Step 3: Computation Steps:
Let the given expression be \( E \).
\[ E = 48(1 + 49 + 49^2 + \dots + 49^{125}) \]
The term in the bracket is a GP with first term \( a=1 \), common ratio \( r=49 \), and number of terms \( n=126 \) (powers from 0 to 125).
\[ \text{Sum} = \frac{49^{126} - 1}{49 - 1} = \frac{49^{126} - 1}{48} \]
Substitute this back into the expression for \( E \):
\[ E = 48 \left( \frac{49^{126} - 1}{48} \right) = 49^{126} - 1 \]

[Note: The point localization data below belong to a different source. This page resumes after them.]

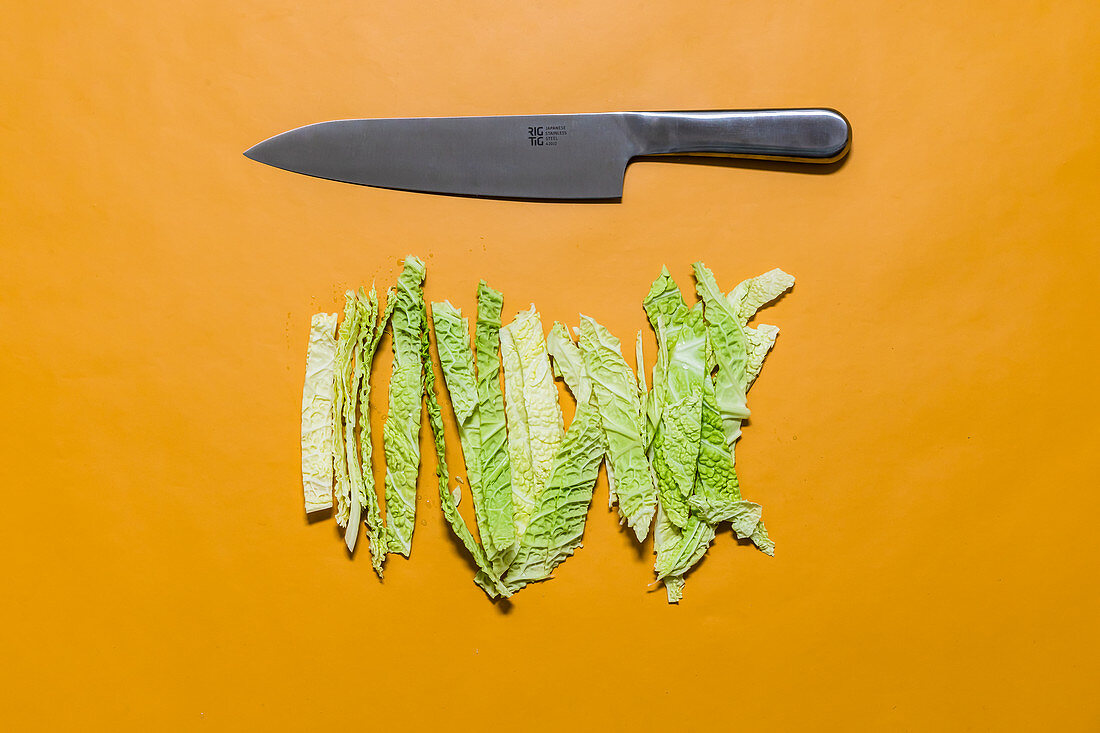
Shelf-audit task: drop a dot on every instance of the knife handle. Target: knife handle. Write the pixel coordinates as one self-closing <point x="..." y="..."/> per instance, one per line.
<point x="809" y="135"/>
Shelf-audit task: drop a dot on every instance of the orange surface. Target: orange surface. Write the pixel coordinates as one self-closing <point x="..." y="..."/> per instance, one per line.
<point x="923" y="437"/>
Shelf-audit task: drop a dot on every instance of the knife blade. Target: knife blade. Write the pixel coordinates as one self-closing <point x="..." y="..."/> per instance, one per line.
<point x="543" y="156"/>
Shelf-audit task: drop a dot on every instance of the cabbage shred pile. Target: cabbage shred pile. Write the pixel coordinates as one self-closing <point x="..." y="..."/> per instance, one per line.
<point x="667" y="442"/>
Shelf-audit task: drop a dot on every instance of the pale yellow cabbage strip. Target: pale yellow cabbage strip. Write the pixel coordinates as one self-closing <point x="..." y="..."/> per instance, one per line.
<point x="317" y="423"/>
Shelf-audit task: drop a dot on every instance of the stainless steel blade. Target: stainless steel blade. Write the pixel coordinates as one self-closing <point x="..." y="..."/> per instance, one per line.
<point x="535" y="156"/>
<point x="548" y="156"/>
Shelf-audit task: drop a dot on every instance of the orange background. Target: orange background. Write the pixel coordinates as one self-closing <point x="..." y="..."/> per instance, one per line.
<point x="923" y="437"/>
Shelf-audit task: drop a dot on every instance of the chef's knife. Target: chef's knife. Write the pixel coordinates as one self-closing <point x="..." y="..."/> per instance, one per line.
<point x="550" y="156"/>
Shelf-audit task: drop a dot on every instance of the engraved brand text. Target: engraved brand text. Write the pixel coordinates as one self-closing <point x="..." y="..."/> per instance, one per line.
<point x="545" y="134"/>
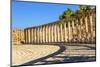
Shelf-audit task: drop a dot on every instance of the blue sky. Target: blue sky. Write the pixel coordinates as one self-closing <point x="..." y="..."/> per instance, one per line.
<point x="27" y="14"/>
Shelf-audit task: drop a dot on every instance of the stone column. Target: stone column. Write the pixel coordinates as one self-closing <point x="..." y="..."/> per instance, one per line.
<point x="25" y="36"/>
<point x="28" y="35"/>
<point x="55" y="32"/>
<point x="58" y="33"/>
<point x="66" y="32"/>
<point x="43" y="35"/>
<point x="69" y="32"/>
<point x="73" y="27"/>
<point x="61" y="27"/>
<point x="35" y="35"/>
<point x="91" y="25"/>
<point x="40" y="34"/>
<point x="49" y="33"/>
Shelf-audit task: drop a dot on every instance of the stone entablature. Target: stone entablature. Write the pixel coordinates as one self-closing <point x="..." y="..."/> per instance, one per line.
<point x="81" y="28"/>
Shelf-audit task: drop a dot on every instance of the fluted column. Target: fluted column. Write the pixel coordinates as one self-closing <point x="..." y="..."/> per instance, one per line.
<point x="33" y="36"/>
<point x="61" y="27"/>
<point x="43" y="34"/>
<point x="91" y="24"/>
<point x="69" y="32"/>
<point x="58" y="33"/>
<point x="25" y="36"/>
<point x="52" y="33"/>
<point x="55" y="32"/>
<point x="29" y="35"/>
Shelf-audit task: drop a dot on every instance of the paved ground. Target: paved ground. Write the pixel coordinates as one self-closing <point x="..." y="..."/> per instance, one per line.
<point x="65" y="53"/>
<point x="25" y="53"/>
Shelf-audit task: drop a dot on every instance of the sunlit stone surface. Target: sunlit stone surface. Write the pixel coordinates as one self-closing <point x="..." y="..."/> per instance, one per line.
<point x="25" y="53"/>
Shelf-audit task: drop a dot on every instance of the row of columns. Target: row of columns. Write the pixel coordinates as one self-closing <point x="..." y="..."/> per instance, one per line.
<point x="79" y="30"/>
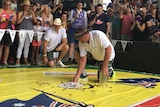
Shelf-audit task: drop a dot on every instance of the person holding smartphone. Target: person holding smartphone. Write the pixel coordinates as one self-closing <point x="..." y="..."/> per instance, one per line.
<point x="7" y="21"/>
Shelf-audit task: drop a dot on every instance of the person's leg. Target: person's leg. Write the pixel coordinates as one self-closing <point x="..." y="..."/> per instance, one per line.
<point x="50" y="62"/>
<point x="19" y="50"/>
<point x="6" y="53"/>
<point x="33" y="54"/>
<point x="1" y="48"/>
<point x="71" y="42"/>
<point x="26" y="49"/>
<point x="37" y="52"/>
<point x="63" y="52"/>
<point x="71" y="51"/>
<point x="77" y="56"/>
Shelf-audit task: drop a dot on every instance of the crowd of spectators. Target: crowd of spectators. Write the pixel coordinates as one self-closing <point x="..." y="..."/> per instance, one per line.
<point x="130" y="20"/>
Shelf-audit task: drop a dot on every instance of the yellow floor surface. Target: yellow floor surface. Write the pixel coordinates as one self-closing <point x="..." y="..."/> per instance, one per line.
<point x="17" y="83"/>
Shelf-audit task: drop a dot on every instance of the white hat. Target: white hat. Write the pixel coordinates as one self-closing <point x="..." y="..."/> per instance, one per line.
<point x="57" y="21"/>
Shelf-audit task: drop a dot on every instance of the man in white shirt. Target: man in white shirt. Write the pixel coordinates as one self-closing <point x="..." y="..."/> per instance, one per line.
<point x="55" y="40"/>
<point x="99" y="46"/>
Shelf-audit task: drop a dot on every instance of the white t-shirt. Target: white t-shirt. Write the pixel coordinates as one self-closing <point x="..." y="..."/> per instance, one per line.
<point x="96" y="46"/>
<point x="54" y="38"/>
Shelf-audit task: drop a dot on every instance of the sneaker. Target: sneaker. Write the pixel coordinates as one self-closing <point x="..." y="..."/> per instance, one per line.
<point x="59" y="63"/>
<point x="83" y="79"/>
<point x="112" y="73"/>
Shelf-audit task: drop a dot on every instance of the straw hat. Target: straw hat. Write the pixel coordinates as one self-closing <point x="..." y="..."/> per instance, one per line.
<point x="25" y="3"/>
<point x="57" y="21"/>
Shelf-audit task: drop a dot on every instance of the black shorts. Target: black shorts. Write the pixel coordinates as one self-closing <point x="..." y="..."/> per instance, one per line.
<point x="6" y="39"/>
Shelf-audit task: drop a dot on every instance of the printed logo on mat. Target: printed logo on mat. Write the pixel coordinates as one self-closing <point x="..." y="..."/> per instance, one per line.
<point x="151" y="102"/>
<point x="41" y="100"/>
<point x="145" y="82"/>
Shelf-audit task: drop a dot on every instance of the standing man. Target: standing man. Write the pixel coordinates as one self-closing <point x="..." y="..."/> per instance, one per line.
<point x="100" y="20"/>
<point x="98" y="45"/>
<point x="55" y="40"/>
<point x="78" y="17"/>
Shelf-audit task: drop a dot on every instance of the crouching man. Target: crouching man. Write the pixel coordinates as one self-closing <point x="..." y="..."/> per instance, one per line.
<point x="55" y="40"/>
<point x="99" y="46"/>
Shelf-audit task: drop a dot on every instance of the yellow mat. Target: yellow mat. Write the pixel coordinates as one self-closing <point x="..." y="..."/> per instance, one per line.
<point x="18" y="83"/>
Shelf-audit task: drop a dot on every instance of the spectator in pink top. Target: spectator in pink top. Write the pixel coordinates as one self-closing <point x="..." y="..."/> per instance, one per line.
<point x="126" y="20"/>
<point x="7" y="17"/>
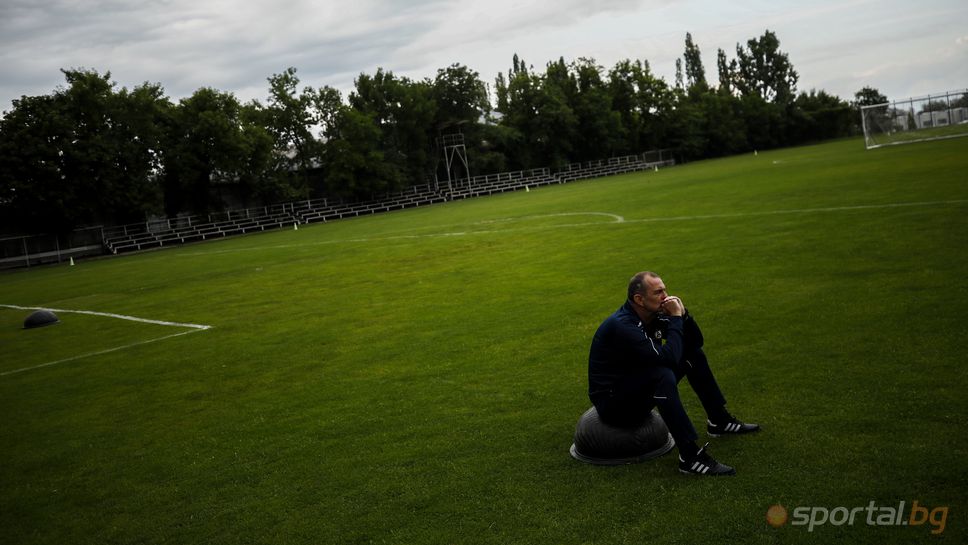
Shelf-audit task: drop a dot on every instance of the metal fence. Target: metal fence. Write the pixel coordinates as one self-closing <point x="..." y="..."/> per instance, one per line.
<point x="930" y="117"/>
<point x="30" y="250"/>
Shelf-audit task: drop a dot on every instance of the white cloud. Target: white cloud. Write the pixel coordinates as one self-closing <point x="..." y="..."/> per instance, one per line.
<point x="234" y="45"/>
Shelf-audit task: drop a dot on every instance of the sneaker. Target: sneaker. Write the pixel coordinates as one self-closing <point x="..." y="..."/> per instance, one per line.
<point x="703" y="464"/>
<point x="731" y="427"/>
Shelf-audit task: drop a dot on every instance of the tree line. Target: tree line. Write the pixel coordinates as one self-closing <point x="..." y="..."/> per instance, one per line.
<point x="92" y="153"/>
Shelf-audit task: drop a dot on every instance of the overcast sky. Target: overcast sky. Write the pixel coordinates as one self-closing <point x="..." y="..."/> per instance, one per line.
<point x="903" y="48"/>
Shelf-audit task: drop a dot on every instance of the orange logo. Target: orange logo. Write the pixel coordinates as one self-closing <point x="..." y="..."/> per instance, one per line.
<point x="776" y="516"/>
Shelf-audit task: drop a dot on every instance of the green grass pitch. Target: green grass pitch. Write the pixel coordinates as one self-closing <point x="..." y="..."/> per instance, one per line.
<point x="416" y="377"/>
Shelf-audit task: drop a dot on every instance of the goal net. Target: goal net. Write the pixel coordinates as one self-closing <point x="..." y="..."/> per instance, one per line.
<point x="916" y="119"/>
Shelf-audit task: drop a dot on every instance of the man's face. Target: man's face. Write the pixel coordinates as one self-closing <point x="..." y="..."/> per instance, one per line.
<point x="653" y="293"/>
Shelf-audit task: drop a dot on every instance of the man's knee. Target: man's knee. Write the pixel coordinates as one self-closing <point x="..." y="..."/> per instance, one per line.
<point x="666" y="384"/>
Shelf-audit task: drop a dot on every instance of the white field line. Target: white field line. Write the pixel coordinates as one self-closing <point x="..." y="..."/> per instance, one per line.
<point x="618" y="220"/>
<point x="109" y="315"/>
<point x="193" y="328"/>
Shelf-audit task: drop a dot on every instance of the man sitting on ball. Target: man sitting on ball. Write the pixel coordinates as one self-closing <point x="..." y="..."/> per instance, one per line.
<point x="638" y="356"/>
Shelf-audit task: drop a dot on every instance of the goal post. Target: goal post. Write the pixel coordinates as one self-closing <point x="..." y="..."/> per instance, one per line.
<point x="932" y="117"/>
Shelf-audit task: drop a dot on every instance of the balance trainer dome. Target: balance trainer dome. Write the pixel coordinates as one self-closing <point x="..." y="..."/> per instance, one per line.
<point x="599" y="443"/>
<point x="40" y="318"/>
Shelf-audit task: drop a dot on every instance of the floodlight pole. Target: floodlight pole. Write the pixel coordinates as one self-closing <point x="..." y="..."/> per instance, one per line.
<point x="453" y="147"/>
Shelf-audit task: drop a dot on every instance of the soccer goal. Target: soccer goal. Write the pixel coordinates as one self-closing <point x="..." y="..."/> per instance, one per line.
<point x="931" y="117"/>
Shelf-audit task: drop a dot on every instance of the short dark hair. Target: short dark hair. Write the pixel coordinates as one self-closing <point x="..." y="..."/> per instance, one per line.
<point x="637" y="281"/>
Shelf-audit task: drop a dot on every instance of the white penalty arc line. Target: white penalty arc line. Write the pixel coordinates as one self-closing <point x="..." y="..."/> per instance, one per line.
<point x="192" y="328"/>
<point x="98" y="353"/>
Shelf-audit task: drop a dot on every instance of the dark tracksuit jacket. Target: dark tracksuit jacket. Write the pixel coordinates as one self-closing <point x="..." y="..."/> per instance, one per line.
<point x="633" y="367"/>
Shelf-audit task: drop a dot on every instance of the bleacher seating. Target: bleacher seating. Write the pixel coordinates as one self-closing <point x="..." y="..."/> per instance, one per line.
<point x="175" y="231"/>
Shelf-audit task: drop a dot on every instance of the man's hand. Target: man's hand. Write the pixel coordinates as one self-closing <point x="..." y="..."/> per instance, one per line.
<point x="672" y="306"/>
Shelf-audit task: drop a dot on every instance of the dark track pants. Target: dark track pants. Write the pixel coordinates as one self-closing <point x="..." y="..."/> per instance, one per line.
<point x="659" y="387"/>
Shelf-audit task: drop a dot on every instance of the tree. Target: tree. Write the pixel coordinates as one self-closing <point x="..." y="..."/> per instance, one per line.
<point x="819" y="116"/>
<point x="85" y="154"/>
<point x="599" y="125"/>
<point x="695" y="73"/>
<point x="209" y="144"/>
<point x="644" y="104"/>
<point x="403" y="112"/>
<point x="292" y="116"/>
<point x="727" y="72"/>
<point x="765" y="71"/>
<point x="869" y="96"/>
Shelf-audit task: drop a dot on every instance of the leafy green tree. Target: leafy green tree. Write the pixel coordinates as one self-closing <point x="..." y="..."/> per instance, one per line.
<point x="695" y="73"/>
<point x="403" y="111"/>
<point x="355" y="162"/>
<point x="85" y="154"/>
<point x="765" y="71"/>
<point x="818" y="116"/>
<point x="869" y="96"/>
<point x="727" y="72"/>
<point x="644" y="104"/>
<point x="291" y="117"/>
<point x="209" y="144"/>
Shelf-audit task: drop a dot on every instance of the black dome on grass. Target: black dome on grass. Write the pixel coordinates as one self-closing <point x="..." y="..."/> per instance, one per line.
<point x="40" y="318"/>
<point x="599" y="443"/>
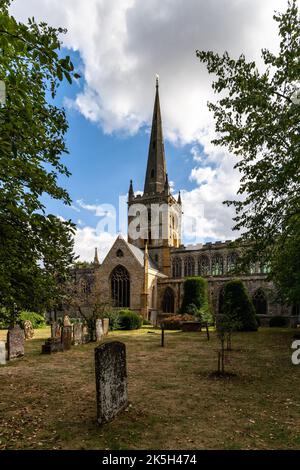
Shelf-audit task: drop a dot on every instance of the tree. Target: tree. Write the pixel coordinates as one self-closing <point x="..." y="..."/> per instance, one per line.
<point x="257" y="119"/>
<point x="238" y="309"/>
<point x="195" y="298"/>
<point x="36" y="248"/>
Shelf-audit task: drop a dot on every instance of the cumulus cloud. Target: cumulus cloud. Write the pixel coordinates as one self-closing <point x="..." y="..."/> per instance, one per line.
<point x="124" y="43"/>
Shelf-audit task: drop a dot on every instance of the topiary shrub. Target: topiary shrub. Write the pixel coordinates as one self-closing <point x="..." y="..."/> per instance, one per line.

We are looking for \( k \) such that \( 49^k + 1 \) is a factor of \( 49^{126} - 1 \).
Recall the identity \( a^2 - b^2 = (a - b)(a + b) \).
Let \( a = 49^{63} \). Then:
\[ 49^{126} - 1 = (49^{63})^2 - 1^2 = (49^{63} - 1)(49^{63} + 1) \]
From this, it is clear that \( 49^{63} + 1 \) is a factor of \( 49^{126} - 1 \).
Therefore, \( k = 63 \) works.
We must check if a larger \( k \) is possible. The factors of the form \( 49^k + 1 \) for \( 49^{126}-1 \) arise from the factorization \( x^{2m} - 1 = (x^m-1)(x^m+1) \). The term \( x^m+1 \) is a factor. Here \( 2m = 126 \implies m=63 \).
Further splitting \( 49^{63}-1 \) or \( 49^{63}+1 \) would yield factors with lower powers or odd powers not in the form \( 49^k+1 \) with \( k>63 \). Thus, 63 is the greatest such integer.
Step 4: Required Answer:
The greatest positive integer \( k \) is 63.